In our patient, at least two autoimmune endocrine disorders coexist. This nosological entity is identified as polyglandular autoimmune syndrome (PAS) type III [42]. PAS has a strong genetic background, with many genes being actively involved in the immunological regulation and the activation of T cells in more than one endocrine structures at the same time. The antibodies produced may cross-react with more than one gland [34], leading to complex pathophysiological interconnections.

Chrousos highlighted that stress enhances the susceptibility to autoimmune disorders. Stress effectors affect both the thyroid hormone axis and metabolic systems [43], as chronic stress upregulates acute phase reactants, inducing metabolic disorders such as DM [44]. It should be assumed that the patient’s emotional stress along with the increased thyroid hormone titers can be eliciting factors for the rare presentation of DKA in a patient with LADA. Additionally, in DM and hyperthyroidism, there is increased activity of the hypothalamus–pituitary–adrenal axis [45]. Moreover, stressful situations, characterized by increased levels of cortisol, promote α-adrenergic signaling and decrease insulin secretion [46], subsequently leading to hyperglycemia. In addition, correlation of emotional stress with LADA has also been proposed [47]. HLA-DR4, among others, is found both in patients with HD and in those with stress-induced Graves’ disease, which indicates an indirect connection of HD and hashitoxicosis with stress [48].

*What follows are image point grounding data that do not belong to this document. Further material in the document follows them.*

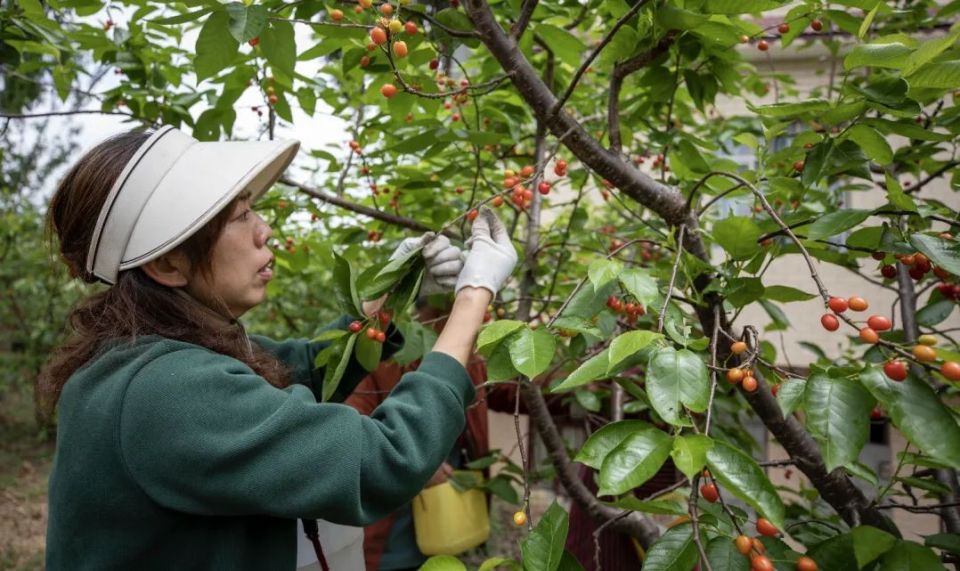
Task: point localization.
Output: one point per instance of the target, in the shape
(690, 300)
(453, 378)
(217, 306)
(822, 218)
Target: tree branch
(620, 71)
(520, 26)
(555, 109)
(835, 487)
(633, 524)
(365, 210)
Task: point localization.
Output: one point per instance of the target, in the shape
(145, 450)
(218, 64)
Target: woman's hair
(136, 305)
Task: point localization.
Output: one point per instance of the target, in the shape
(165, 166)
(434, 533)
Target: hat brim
(202, 182)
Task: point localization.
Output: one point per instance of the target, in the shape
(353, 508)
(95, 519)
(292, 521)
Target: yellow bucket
(448, 522)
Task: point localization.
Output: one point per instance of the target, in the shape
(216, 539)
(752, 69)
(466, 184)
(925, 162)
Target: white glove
(491, 257)
(443, 261)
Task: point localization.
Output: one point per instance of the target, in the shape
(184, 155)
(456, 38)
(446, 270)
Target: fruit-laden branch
(634, 524)
(593, 55)
(620, 72)
(946, 476)
(366, 210)
(835, 487)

We presented a remarkable case, characterized by simultaneous onset of two different autoimmune disorders: latent autoimmune diabetes in adults and Hashimoto’s disease, both presenting with rare manifestations, that is, diabetic ketoacidosis and hashitoxicosis. Owing to initial misdiagnosis and misleading findings, this particular case has revealed the necessity of a holistic diagnostic approach, including assessment of symptoms, complete physical examination, antibody tests, and understanding of pathophysiological correlations between the many different comorbidities.

Even if Glutamic acid decarboxylase antibody (anti-GAD) is the prominent autoantibody in LADA, other islet autoantibodies contribute significantly to the diagnosis of LADA and the assessment of β cell failure and intercurrent autoimmunity [49].

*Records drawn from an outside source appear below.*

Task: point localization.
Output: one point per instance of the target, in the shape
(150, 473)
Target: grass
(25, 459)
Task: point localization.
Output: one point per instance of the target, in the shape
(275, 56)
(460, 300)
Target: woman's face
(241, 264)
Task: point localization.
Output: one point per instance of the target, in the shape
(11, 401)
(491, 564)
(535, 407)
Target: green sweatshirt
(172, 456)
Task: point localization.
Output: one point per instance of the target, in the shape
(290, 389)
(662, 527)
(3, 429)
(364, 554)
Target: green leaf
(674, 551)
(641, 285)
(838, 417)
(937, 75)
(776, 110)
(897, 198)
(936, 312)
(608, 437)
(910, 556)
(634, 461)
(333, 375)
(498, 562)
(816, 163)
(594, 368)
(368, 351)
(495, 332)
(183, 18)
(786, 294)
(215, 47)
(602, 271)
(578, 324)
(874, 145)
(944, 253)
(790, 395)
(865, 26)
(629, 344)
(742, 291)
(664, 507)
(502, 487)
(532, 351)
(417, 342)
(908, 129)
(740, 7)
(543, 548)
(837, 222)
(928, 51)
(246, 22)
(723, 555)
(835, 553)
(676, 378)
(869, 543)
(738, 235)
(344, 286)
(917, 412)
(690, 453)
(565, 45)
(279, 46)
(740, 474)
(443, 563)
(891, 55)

It has been disclosed that autoimmune disorders are multifactorial and interconnecting nosological entities with genetic and clinical heterogeneity, characteristics that make the diagnostic and therapeutic approach a challenging task. Subsequently, it is crucial, when an autoimmune disorder presents, to address and be familiar with all the comorbidities. More specifically, a conceivable theory is that pancreatic β-cell and thyroid autoimmunity coexist under a state of autoimmune susceptibility caused by loss of tolerance against self-antigens [50].

According to the American Diabetes Association, screening for thyroid and other autoimmunity is recommended for patients with T1DM [51]. Moreover, screening for thyroid antibodies and TSH is specifically advised in patients with LADA at onset and once every 2 years [35]. Boelaert et al. proposed screening for other autoimmune diseases in patients with autoimmune thyroid disease complaining about new or atypical symptoms [52].

However, screening might be unable to disclose and exclude extremely rare acute demonstrations of these disorders, highlighting the importance of the dexterity and awareness of the clinician.